The current UK election campaign is the dog that isn’t barking. Characterised by what the Bishops have called ‘retail politics’, the parties have drawn up battle lines around eye-catching issues like immigration and the NHS, but seem unable to offer any underlying vision, to an increasingly cynical and lethargic electorate. Eve Poole FRSA argues for greater focus on what women bring to business.

It seems a long time ago that there were people queuing up outside Northern Rock trying to get their money out. Since then we have had reaction, re-organisation, and regulation, but have we yet had the revolution we need? In spite of all that has been done to shore up our financial institutions and restore trust in the system, January saw the delaying of the report into the collapse of HBOS until after the election, in order to spare some high-profile blushes. February? Swiss leaks. And in March, the Bank of England announced that 50 more instances of forex market rigging have been passed to the FCA for investigation.

Perhaps if the market is working so well we do not actually need politicians? Just a marketplace and some lawyers, and the media in case they miss anything. But if politicians do have a role, surely this is a tacit acknowledgement that markets left to their own devices will not give us the society we want, or indeed need. This society is in many ways guaranteed by ‘Big Society’ institutions, and inculcated within families, schools and communities. Many of the people involved in these are not economically active in a formal sense, but the contribution they make to the life of the nation is incalculably important. So the popular resonance of headlines about the Coalition's willingness to prosecute benefits cheats over tax cheats is unsurprising.

Would it be unfair of me to see a gender bias here? Traditionally, men went to work and women stayed at home in their communities. Much has changed, but not as drastically as might be assumed. Men are still over-represented in the higher echelons of business. Women still occupy the majority of roles in the education, charitable and cultural sectors, and do the most care-giving. But there is something deeper about this arrangement that is about biology. And while it is not fashionable to discuss it, it has a massive impact on the culture of the business sector and therefore its ability to reform.
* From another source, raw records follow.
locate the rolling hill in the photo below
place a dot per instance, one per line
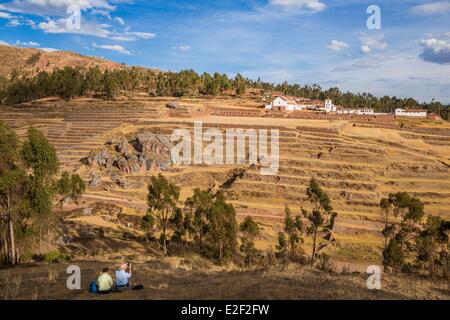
(35, 60)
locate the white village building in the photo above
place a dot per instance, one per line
(416, 113)
(329, 106)
(287, 103)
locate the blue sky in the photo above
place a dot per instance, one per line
(304, 41)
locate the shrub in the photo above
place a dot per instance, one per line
(326, 263)
(55, 257)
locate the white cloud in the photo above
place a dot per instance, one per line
(142, 35)
(116, 48)
(87, 28)
(5, 15)
(54, 7)
(337, 45)
(432, 8)
(183, 48)
(119, 21)
(371, 42)
(436, 50)
(313, 5)
(28, 43)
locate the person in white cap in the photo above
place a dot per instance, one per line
(123, 275)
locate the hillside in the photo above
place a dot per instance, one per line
(33, 60)
(358, 162)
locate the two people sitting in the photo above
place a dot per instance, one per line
(106, 284)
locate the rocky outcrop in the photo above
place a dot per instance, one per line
(144, 152)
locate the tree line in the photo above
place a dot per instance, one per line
(72, 82)
(411, 242)
(207, 222)
(29, 186)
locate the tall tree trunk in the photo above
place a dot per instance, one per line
(40, 240)
(11, 234)
(12, 243)
(313, 256)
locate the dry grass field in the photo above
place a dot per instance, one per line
(358, 161)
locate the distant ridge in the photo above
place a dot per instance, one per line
(34, 60)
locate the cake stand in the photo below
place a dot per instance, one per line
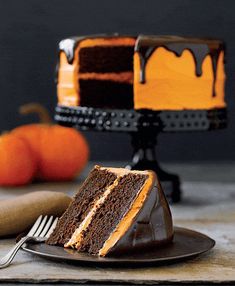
(144, 126)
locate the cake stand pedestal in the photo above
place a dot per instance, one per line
(144, 126)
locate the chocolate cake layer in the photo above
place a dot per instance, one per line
(93, 187)
(111, 213)
(105, 59)
(106, 94)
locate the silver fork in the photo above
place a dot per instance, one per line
(39, 232)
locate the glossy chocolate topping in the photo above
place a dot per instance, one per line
(200, 48)
(152, 226)
(69, 45)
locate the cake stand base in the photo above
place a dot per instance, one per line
(144, 158)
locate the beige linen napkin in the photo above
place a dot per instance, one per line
(18, 214)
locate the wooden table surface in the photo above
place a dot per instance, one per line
(207, 206)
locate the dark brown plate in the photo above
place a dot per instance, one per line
(186, 244)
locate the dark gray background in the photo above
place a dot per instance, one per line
(31, 29)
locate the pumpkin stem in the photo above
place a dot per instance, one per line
(40, 110)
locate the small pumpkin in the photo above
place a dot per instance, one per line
(61, 152)
(18, 164)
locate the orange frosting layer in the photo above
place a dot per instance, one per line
(130, 216)
(171, 81)
(126, 77)
(172, 84)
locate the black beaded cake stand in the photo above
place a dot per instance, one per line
(144, 126)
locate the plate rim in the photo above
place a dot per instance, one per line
(115, 260)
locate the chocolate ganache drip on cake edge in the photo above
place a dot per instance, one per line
(199, 48)
(69, 45)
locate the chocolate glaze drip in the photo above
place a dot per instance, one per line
(69, 45)
(199, 48)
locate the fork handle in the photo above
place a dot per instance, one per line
(6, 260)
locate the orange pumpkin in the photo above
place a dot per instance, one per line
(18, 164)
(61, 152)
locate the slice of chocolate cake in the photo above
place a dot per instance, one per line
(101, 71)
(115, 210)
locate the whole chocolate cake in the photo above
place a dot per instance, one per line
(141, 72)
(115, 210)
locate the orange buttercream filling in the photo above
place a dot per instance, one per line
(68, 77)
(130, 216)
(124, 77)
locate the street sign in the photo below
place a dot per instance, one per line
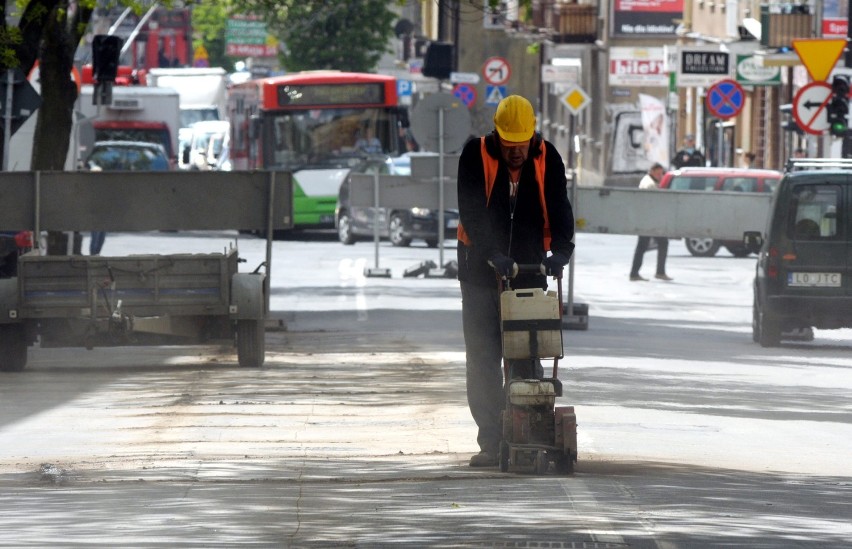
(725, 99)
(464, 78)
(494, 94)
(560, 73)
(819, 55)
(809, 107)
(403, 88)
(496, 71)
(576, 99)
(467, 94)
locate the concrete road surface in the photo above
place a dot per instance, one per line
(356, 432)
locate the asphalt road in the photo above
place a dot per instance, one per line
(356, 431)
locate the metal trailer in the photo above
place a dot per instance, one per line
(95, 301)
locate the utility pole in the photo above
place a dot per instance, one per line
(846, 148)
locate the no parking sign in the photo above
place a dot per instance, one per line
(466, 93)
(725, 99)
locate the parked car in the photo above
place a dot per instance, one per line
(127, 156)
(196, 155)
(13, 244)
(719, 179)
(400, 226)
(803, 278)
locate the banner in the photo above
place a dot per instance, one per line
(655, 129)
(645, 17)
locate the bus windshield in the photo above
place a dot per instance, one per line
(329, 138)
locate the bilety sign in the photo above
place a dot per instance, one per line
(751, 73)
(247, 36)
(702, 66)
(637, 67)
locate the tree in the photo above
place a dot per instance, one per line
(320, 34)
(48, 31)
(209, 20)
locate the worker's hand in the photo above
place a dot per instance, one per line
(504, 266)
(553, 265)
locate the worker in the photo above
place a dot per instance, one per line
(513, 208)
(689, 155)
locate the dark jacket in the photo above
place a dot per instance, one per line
(493, 229)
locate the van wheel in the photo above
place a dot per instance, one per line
(702, 247)
(738, 251)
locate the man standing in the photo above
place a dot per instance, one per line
(651, 180)
(688, 155)
(513, 208)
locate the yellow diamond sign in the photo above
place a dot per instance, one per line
(575, 99)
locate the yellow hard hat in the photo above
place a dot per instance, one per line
(515, 119)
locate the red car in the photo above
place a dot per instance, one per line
(13, 244)
(719, 179)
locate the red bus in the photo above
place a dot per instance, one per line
(318, 125)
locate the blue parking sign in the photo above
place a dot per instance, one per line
(403, 88)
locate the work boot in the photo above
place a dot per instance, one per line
(484, 459)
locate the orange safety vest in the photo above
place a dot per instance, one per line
(489, 168)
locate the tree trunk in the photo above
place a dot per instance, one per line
(58, 93)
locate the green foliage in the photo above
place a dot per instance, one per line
(209, 20)
(323, 34)
(10, 38)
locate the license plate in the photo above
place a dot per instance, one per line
(818, 280)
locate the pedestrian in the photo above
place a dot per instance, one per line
(688, 155)
(651, 180)
(513, 208)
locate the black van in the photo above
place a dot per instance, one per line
(804, 270)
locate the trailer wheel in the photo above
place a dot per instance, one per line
(251, 343)
(13, 348)
(702, 247)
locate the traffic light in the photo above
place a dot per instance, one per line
(837, 109)
(106, 50)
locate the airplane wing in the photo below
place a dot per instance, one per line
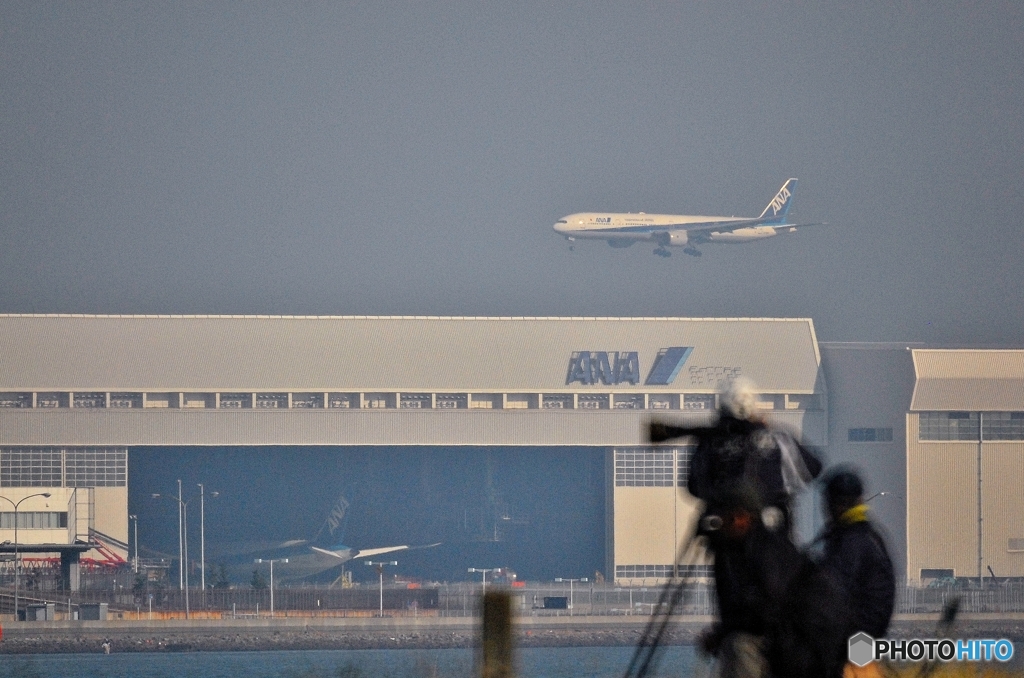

The free market system absolutely assumes competition, on the grounds that it makes people try harder. This improves the quality of the market over time, as organisations vie with each other for market share, and people compete for jobs. So everybody wins? Well, the men involved certainly feel as though they are winning. The biology is simple and widely understood. In situations perceived as threatening, the body responds in ‘fight-or-flight’ mode, producing adrenaline to boost performance. This is why feeling stressed can be so alluring, because the fight mode is characterised by a temporary enhancement of both physical and neuro-biological functioning to provide the best possible chance of surviving.

What is less well understood is that this response is not a universal one. It is largely a male one. Before 1995, only 17% of test subjects in this field were women, and the fight-or-flight theory was originally based on studies on male rats. When these studies were carried out on humans, results from female subjects were discounted because variations in hormone levels caused by female reproductive cycles meant that their data was often confusing or difficult to interpret.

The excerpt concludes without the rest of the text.